Aujourd’hui, il est spectaculaire d’aller aux forums sociaux à Pôrto Alegre ou à Florence, parce qu’on y retrouve des paysans de Via Campesina, des féministes de la Marche mondiale des femmes, des défenseurs des tortues, etc. C’est que le marché et le Capital sont des unificateurs puissants. Ces gens peuvent discuter ensemble parce qu’ils se rendent compte qu’ils sont confrontés aux mêmes institutions ennemies. Il s’agit donc d’un internationalisme beaucoup plus enraciné socialement, beaucoup plus planétaire, puisque le monde s’est mondialisé pour de bon. C’est l’effet positif de la globalisation : les résistances se globalisent elles aussi.
fdd : Quel serait le bilan du mouvement des années 1960 et les perspectives d’avenir pour le mouvement d’aujourd’hui?
db : Pour les années 1960, le bilan est contrasté. Ce qui fait l’originalité de Mai 68, c’est le dynamisme d’un mouvement culturel combiné à un puissant mouvement social, le tout charpenté par un antagonisme de classes. Or, tout cela ne pouvait qu’avoir des résultats contradictoires tant que l’on restait dans un monde libéral. À la fin des années 1960, il fallait poursuivre la modernisation sociale en partie portée par le mouvement de Mai 68, mais amputée de sa portée subversive. Il n’en est resté qu’une mise à niveau des mœurs, les moyens de lutte révolutionnaire comme la grève générale passant à la trappe. Mais ce phénomène de modernisation des mœurs — contraception, cheveux longs, etc. — s’est produit ailleurs sans l’explosion d’un Mai 68.
Quant à aujourd’hui, il faut essayer de peser et d’agir pour que la société en général aille dans le sens d’une culture démocratique, d’une culture de l’égalité, d’une culture de la solidarité.
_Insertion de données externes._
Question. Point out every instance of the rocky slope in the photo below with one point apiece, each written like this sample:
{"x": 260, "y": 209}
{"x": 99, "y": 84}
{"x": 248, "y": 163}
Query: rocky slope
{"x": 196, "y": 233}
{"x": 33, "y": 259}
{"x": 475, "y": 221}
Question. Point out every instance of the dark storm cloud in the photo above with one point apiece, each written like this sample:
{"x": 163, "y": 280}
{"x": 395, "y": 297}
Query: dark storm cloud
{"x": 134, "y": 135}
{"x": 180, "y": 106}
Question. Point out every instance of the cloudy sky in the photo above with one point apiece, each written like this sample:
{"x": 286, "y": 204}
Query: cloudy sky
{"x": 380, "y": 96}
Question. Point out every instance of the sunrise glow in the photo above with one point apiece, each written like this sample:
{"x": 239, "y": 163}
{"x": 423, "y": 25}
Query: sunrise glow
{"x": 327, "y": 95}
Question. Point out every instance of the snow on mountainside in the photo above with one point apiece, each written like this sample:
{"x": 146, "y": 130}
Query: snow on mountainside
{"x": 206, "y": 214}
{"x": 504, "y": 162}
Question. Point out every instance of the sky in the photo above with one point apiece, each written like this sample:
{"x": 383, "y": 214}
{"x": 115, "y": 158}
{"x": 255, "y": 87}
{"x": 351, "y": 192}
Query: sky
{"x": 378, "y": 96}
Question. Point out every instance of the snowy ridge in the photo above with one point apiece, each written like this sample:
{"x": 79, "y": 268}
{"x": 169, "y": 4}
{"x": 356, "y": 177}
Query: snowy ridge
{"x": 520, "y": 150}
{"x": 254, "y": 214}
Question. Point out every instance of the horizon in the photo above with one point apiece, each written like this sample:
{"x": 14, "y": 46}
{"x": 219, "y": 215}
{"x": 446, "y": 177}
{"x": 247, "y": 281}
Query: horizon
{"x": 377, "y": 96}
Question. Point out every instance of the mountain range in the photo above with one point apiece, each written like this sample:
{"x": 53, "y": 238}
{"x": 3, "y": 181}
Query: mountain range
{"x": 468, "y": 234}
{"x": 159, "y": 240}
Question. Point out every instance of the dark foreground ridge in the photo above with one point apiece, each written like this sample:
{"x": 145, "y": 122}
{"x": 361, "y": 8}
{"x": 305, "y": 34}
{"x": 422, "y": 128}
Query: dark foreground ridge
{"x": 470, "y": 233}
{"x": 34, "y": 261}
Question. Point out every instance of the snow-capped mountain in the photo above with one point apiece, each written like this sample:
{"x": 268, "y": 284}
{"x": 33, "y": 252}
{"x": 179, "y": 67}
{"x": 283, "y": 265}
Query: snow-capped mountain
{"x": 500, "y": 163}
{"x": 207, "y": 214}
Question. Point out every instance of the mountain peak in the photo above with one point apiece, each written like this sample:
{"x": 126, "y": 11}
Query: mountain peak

Il faut changer de logiciel. Nous avons un logiciel libéral qui structure le monde autour du marché, de la compétition et de la guerre. Il faut remplacer ces valeurs. Nous ne connaissons pas les contours d’une société future « décente », comme disait George Orwell, mais nous savons au moins par contraste ce à quoi l’on s’oppose. Voilà où se situe la grande bifurcation. On peut discuter après au sujet des formes de gestion.
fdd : Croyez-vous, comme Gilles Deleuze ou Miguel Benasayag, que les rebelles sont déjà libres dans l’acte même de résistance et de lutte?
db : Non… à moins de parler de liberté subalterne. Ne nous leurrons pas : le cercle de fer du capital permet l’ouverture d’espaces de liberté, mais nous restons prisonniers du cercle tant que nous ne l’avons pas brisé. À l’intérieur du cercle, on ne peut espérer qu’une liberté mutilée. Enfin, je ne suis pas optimiste, mais je crois qu’il ne faut pas théoriser l’impuissance, même s’il ne faut pas nier les problèmes auxquels nous faisons face aujourd’hui. Les résistances montent, mais les défaites continuent. Les batailles ne sont jamais jouées d’avance. Gramsci disait : on ne peut prévoir que la lutte, pas l’issue. Des luttes, il y aura. L’issue de ces luttes, qui peut dire ce qu’elle sera…
Francis Dupuis-Déri
NOTES
1. Althusser sombre alors dans la folie et assassine son épouse Hélène (note de fdd).